Pundits & Editorials

Jonah Goldberg challenges Audi's 'Green Police' ad, while Steve Chapman questions the miltary's gay ban. Plus: the Wall Street Journal fears 'antibusiness populism.'

• "The surprisingly smooth relationship between the administration's top two officers is part of the broader White House culture," David Brooks muses. "Republicans believe, with much evidence, that an unprecedented wave of public rage is breaking across the land, directed at Washington. The uninformed float rumors that Rahm Emanuel is on the outs. Yet the atmosphere in the White House appears surprisingly tranquil."

• "The immediate reaction to the Brown election--in both parties--has been a dangerous lurch toward antibusiness populism," reflects investment officer Donald Luskin in the Wall Street Journal. "The crux of it is that it reveals a political process so dangerously narcissistic that it would use core institutions of the nation's economy as pawns in its own power struggles."

 

• "What you're not hearing from the politicians and the talking heads is that the joblessness and underemployment in America's low-income households rival their heights in the Great Depression of the 1930s," Bob Herbert argues, citing employment percentages. "Those who believe this grievous economic situation will right itself of its own accord or can be corrected without bold, targeted (and, yes, expensive) government action are still reading from the Ronald Reagan (someday it will trickle down) hymnal."

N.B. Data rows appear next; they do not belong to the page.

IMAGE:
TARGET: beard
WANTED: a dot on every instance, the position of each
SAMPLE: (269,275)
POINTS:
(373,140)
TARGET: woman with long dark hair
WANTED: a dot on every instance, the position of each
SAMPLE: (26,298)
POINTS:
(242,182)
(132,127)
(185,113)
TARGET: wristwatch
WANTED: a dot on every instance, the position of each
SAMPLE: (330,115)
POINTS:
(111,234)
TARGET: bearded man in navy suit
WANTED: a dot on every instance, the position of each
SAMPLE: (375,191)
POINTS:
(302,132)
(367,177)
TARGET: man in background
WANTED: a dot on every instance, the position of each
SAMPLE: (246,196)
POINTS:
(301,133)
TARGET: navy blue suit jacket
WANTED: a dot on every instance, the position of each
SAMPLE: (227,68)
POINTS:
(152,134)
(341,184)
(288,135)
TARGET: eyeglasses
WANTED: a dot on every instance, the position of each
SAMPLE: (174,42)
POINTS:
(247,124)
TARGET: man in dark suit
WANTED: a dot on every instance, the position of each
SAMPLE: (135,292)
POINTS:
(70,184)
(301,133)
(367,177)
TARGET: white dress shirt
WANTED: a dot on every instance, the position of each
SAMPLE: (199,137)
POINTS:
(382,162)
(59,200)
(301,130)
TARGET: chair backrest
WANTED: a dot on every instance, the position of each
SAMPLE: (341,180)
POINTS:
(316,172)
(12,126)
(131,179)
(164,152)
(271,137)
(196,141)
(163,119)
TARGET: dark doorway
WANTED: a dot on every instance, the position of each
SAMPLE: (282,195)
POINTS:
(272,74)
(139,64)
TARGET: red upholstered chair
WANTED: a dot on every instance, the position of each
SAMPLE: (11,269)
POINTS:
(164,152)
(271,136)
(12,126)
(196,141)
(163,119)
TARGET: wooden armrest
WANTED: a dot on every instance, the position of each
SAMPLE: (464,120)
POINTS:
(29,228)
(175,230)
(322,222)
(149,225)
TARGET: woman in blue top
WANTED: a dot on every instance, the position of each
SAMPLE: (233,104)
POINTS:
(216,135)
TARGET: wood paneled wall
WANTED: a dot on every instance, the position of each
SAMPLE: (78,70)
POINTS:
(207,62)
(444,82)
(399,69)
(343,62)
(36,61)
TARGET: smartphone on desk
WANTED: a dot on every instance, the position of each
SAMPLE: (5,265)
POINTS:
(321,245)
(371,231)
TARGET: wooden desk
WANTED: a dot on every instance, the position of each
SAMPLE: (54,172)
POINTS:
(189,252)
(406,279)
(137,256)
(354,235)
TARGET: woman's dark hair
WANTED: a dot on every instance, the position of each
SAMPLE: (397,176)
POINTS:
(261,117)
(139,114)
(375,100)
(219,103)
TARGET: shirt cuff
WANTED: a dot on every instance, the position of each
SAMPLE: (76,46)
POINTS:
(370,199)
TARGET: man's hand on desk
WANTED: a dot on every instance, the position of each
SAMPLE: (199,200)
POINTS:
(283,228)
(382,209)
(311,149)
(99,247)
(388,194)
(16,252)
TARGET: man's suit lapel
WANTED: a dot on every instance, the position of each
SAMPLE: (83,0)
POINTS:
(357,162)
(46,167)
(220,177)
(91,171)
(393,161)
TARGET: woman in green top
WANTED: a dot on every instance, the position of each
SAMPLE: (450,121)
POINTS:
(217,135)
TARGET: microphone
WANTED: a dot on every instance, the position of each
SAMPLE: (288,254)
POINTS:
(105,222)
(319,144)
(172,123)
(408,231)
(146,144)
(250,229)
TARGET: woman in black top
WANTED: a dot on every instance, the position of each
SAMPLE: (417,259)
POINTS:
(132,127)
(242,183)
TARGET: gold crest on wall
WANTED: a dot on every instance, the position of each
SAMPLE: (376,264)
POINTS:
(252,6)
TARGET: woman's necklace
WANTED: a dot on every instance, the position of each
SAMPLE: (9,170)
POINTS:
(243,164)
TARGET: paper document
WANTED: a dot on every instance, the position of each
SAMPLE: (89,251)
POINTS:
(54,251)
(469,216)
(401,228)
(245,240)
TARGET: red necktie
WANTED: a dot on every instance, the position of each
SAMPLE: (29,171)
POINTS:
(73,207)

• The Philadelphia Inquirer praises President Obama's cuts of NASA, writing that the "decision not to spend any more money on a rocket program to return Americans to the moon isn't a stab to the heart of all those who crave the day when space travel as depicted in Star Trek reruns becomes reality."

• "Anyone sitting in a dank, fetid Haitian jail for any reason probably deserves at least a measure of sympathy, so in that sense I feel sorry for the Baptist missionaries from Idaho charged with kidnapping 33 'orphans' and trying to take them out of the country," writes Eugene Robinson. "True charity would have been to help those families care for their children -- not to put them in a bus and drive them away."

 

• "Even with minimal due respect for Haiti's sovereignty, it defies common sense to apply kidnapping charges against religious volunteers acting to save children from further trauma and privation amid a devastating natural disaster the local government can't handle," the Washington Times contends in defense of the Americans arrested in Haiti.

Steve Chapman inveighs against "Don't Ask, Don't Tell," citing precedents of gays serving openly and efficiently in other nations' militaries: "All recent experience argues that the American military would adapt fine to accepting gays. But when it comes to actual real-world evidence, supporters of the ban don't ask, and they don't tell."

Jonah Goldberg criticizes the Audi 'Green Police' Super Bowl commercial, which depicts "an America where citizens are arrested -- roughly -- for even minor environmental infractions."

• While assessing chances for a new war between Israel and its neighbors, the Boston Globe calls on Obama to "demand that Syria and Israel cut out their mad bragging about the pain each can inflict on the other."

 

Richard Cohen compares the wives of former New York governor Eliot Spitzer and South Carolina governor Mark Sanford in what he calls "a brief to appreciate that these women are not vessels for the problems and anxieties of others nor exemplars of how, in some sort of emotional vacuum, these scandals should be handled."